Ganhou um beijo na têmpora. Não estava sozinho, afinal. Parou de apertar o corpo grande do namorado e apenas o abraçou agora. Bem apertado, como se fosse uma pelúcia. Como se aquela raposa de focinho empinado, fosse o defender.

Quando ninguém podia o defender de sua própria memória.

— Me perdoa. — Pediu entre o choro quase sem som. — Me perdoa, Foxy, me perdoa... — Repetiu de maneira quase ansiosa, porque sabia que tinha machucado ele.

Ganhou outro beijo na têmpora e um sussurro calmo e rouco: "eu te quero". Foi a única coisa que ele disse. Sereno e devagar. Era querido, era desejado e aguardado. Taehyung o queria, Namjoon o quis, Seokjin jamais abriu mão da chance de conseguir sua amizade, Jinyoung sempre foi seu único amigo. Jennie o quis, Hoseok e Jungkook sempre, sempre mesmo insistiram em si.
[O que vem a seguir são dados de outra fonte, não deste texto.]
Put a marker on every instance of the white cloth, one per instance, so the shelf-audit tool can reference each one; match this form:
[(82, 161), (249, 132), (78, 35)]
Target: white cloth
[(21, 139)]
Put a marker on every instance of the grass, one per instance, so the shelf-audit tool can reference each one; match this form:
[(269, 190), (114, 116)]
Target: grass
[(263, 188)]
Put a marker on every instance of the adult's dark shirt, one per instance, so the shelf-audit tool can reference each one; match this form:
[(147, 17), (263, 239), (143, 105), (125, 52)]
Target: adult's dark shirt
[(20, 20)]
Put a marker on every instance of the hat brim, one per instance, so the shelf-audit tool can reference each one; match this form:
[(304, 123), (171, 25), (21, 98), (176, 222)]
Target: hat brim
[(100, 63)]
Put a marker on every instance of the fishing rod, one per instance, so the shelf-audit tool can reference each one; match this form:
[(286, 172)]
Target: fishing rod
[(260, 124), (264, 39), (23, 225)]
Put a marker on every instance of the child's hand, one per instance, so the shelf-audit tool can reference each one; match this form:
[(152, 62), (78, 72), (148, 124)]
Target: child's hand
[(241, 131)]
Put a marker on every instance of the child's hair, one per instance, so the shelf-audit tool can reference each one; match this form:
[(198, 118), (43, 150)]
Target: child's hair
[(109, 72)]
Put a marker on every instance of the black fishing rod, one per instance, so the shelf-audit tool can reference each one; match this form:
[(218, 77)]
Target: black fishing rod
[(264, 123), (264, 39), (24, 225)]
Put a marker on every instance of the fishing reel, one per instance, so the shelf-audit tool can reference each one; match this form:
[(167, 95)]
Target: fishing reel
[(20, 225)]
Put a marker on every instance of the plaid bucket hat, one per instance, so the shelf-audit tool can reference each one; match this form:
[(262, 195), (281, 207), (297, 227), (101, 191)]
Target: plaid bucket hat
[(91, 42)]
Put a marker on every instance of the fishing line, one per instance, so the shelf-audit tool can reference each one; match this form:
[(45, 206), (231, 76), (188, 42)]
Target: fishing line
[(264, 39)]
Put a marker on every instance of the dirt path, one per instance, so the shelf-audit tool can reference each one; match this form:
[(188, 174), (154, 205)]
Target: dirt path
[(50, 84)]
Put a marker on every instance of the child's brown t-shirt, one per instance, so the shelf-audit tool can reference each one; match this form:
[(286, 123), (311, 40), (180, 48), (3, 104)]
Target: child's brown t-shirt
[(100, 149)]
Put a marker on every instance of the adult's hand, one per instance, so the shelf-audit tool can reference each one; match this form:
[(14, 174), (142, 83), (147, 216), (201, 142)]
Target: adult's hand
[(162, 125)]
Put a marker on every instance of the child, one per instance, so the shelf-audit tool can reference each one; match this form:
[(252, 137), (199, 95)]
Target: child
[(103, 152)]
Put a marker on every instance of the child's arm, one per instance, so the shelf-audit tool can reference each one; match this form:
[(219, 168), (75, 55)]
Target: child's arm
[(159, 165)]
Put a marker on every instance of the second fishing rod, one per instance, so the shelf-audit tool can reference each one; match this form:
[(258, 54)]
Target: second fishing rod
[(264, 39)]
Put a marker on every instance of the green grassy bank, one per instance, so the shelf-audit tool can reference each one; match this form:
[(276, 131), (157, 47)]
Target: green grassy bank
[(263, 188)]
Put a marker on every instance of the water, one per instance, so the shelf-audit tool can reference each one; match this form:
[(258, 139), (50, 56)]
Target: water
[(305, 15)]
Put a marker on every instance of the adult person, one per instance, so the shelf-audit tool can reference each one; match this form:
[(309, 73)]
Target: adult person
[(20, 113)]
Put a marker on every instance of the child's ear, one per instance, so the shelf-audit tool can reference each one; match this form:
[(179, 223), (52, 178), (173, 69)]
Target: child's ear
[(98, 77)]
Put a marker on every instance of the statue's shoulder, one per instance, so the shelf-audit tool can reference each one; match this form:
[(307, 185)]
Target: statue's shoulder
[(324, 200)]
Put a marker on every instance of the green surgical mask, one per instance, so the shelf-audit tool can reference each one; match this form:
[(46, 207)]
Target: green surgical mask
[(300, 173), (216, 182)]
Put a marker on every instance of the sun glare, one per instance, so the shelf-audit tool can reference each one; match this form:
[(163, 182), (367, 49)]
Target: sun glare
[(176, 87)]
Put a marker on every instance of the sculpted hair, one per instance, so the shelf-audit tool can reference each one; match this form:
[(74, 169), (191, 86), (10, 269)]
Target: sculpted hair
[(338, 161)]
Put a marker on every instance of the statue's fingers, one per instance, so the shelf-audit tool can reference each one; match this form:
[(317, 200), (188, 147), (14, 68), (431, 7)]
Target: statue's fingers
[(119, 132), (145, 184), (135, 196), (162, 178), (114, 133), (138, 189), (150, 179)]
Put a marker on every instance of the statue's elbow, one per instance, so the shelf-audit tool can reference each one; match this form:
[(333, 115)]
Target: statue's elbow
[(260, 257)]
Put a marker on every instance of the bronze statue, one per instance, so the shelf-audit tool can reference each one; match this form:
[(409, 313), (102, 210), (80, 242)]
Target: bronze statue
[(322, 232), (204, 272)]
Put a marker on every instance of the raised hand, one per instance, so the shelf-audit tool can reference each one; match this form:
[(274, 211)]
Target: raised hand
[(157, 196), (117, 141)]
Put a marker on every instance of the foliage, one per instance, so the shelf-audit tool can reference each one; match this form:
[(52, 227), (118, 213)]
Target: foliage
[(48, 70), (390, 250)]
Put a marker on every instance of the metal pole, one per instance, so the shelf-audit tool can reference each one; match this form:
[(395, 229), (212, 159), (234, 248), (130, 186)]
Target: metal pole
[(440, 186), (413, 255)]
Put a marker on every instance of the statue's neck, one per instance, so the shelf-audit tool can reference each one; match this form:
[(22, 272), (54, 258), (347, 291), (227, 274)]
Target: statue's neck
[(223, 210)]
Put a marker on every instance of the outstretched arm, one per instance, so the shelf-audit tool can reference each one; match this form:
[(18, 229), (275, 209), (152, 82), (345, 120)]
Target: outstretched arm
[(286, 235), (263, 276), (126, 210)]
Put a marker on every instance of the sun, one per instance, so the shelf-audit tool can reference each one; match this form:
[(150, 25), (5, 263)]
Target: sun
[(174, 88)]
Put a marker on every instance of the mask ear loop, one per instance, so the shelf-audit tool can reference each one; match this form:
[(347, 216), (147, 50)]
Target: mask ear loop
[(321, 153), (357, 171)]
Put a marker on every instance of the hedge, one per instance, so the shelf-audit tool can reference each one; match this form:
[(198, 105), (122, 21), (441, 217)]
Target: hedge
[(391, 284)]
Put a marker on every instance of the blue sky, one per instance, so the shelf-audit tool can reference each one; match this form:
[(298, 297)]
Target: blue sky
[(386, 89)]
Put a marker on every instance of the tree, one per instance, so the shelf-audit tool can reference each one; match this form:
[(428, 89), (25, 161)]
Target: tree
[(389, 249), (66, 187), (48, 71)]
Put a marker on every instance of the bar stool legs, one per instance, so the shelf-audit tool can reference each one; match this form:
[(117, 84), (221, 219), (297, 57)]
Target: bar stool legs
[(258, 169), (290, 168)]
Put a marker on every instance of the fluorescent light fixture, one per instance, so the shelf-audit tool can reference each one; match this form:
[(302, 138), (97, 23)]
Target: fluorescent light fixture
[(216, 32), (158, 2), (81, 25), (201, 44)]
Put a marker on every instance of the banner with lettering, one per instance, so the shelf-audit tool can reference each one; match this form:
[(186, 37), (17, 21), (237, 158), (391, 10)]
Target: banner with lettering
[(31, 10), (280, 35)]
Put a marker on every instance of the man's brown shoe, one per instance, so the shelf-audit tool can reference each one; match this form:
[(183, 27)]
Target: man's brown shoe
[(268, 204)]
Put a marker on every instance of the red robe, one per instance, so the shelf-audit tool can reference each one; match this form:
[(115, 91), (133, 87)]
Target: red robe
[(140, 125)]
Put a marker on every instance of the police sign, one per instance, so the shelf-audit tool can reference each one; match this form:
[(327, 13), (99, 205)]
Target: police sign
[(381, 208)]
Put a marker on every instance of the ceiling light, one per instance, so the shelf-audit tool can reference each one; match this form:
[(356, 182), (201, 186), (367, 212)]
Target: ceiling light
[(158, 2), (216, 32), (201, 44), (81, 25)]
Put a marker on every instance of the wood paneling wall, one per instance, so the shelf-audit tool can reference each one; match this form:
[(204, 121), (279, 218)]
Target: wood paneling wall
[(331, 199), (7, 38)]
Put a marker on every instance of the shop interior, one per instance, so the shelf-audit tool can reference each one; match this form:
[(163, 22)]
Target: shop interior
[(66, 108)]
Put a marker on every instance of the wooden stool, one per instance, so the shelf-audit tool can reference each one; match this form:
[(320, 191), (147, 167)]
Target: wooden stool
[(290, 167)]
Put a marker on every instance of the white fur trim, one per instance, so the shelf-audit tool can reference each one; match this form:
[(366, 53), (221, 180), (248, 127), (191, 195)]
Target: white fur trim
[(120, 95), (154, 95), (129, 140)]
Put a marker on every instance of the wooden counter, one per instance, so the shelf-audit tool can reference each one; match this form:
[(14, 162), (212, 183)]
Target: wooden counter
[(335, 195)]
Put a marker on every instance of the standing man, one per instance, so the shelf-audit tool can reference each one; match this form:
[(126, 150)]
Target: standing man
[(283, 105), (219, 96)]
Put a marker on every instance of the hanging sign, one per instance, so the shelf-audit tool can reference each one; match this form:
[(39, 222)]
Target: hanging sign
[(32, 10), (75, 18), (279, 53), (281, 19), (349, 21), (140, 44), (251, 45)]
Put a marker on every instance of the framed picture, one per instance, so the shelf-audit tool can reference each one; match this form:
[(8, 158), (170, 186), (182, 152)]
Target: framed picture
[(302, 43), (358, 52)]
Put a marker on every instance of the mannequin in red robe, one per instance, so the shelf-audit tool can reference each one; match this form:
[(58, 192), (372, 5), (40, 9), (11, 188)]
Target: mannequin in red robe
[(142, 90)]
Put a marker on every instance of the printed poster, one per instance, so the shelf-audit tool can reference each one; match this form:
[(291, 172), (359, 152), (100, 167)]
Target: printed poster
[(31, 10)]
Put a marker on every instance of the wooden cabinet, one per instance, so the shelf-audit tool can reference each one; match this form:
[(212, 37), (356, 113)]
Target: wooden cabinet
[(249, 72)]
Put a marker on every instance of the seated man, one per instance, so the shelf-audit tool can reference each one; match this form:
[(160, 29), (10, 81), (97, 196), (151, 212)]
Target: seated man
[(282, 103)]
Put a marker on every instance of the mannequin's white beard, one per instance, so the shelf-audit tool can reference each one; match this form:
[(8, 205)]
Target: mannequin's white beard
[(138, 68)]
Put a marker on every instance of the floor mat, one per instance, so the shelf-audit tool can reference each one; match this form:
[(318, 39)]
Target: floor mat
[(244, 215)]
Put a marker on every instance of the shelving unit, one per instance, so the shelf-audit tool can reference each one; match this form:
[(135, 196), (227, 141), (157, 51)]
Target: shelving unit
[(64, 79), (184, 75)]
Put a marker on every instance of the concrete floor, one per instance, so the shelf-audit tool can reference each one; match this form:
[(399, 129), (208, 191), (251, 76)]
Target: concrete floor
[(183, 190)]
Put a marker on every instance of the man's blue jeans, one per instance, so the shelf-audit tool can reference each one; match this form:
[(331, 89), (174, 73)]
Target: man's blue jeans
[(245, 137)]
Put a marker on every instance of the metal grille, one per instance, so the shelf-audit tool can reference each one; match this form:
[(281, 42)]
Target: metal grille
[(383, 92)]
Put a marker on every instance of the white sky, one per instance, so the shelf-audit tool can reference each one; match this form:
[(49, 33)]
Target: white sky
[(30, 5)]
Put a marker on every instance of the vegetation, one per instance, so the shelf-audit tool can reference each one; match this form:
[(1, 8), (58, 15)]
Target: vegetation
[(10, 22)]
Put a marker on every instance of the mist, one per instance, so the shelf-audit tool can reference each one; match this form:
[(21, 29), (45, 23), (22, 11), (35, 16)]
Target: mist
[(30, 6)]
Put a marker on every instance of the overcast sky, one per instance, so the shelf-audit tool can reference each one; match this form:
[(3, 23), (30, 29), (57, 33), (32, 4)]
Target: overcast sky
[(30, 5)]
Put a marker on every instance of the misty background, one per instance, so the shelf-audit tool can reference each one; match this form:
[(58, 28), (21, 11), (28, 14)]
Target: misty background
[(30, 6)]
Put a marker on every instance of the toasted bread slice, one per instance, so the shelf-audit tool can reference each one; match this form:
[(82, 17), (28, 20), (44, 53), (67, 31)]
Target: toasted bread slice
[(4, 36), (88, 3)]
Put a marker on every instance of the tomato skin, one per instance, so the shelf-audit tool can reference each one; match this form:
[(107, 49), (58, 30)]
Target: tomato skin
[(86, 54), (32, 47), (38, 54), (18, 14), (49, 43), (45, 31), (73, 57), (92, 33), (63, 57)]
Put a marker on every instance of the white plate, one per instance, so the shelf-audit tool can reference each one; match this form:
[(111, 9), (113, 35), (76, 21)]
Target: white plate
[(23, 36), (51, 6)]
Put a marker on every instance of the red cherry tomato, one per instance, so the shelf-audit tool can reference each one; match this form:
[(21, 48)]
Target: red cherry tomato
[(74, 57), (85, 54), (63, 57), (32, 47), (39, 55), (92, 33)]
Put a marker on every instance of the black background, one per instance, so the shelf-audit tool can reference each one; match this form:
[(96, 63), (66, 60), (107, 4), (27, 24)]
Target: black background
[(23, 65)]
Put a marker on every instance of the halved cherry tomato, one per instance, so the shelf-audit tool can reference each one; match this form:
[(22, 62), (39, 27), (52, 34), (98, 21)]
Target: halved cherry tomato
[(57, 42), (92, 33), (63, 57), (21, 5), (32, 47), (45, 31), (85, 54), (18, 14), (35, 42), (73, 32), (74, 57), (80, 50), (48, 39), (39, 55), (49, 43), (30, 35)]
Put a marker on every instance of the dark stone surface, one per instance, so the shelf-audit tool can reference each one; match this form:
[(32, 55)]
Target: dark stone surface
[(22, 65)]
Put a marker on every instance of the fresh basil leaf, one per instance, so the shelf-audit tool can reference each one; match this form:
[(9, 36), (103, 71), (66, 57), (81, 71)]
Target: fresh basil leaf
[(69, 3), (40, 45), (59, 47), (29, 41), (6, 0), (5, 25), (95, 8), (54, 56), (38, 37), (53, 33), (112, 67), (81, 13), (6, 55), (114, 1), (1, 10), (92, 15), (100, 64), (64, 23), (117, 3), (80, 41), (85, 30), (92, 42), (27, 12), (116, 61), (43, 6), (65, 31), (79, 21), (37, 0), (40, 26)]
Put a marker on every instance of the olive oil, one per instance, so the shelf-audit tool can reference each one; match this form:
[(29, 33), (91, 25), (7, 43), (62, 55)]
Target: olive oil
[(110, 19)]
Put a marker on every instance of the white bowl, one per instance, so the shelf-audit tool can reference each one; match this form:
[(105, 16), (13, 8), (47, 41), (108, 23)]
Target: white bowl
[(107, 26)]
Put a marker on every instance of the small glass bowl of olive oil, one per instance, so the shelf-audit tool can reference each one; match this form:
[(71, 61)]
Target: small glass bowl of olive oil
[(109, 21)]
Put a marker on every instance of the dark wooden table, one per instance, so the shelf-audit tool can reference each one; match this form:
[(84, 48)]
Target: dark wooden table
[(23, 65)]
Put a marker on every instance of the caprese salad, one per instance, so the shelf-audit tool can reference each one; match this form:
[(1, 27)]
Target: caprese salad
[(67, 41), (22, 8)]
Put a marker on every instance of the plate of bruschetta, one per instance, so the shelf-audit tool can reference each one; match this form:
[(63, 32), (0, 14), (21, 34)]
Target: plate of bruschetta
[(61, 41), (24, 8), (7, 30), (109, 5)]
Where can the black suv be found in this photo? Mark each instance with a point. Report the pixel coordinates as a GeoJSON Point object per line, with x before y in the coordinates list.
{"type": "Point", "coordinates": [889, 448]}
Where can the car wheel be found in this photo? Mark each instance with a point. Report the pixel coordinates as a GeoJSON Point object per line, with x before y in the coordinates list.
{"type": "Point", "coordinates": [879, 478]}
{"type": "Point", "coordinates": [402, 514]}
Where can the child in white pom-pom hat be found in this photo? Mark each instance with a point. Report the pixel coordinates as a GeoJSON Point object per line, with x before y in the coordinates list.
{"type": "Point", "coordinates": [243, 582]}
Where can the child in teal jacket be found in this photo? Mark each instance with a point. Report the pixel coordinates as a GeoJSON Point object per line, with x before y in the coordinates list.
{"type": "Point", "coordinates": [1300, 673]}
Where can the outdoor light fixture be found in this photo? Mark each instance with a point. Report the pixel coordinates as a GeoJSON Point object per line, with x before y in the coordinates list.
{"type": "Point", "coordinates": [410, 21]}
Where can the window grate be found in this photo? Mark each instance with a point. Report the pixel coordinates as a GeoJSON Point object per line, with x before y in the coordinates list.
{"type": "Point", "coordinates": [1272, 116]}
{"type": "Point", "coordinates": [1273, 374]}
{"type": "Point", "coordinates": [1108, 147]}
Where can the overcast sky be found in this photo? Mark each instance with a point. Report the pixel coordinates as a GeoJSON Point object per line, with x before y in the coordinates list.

Aquela dupla... quando pensou que estaria sozinho, que Namjoon se cansaria de sua presença, então veio aqueles dois. Pela primeira vez se tornou responsável por duas vidas e, uma delas, o admirava como se fosse uma divindade.

Jungkook era seu primeiro fã oficial.

Largou o próprio corpo no chão do estúdio e deixou ser amparado pelo maior. Conseguiu sentir o ar entrando novamente em seus pulmões, as vozes sendo caladas com o som rouco de uma melodia. Aquele moleque estava cantarolando algo...

Seesaw. Era seesaw.

Por causa dele, conseguiu respirar novamente. Mais uma vez.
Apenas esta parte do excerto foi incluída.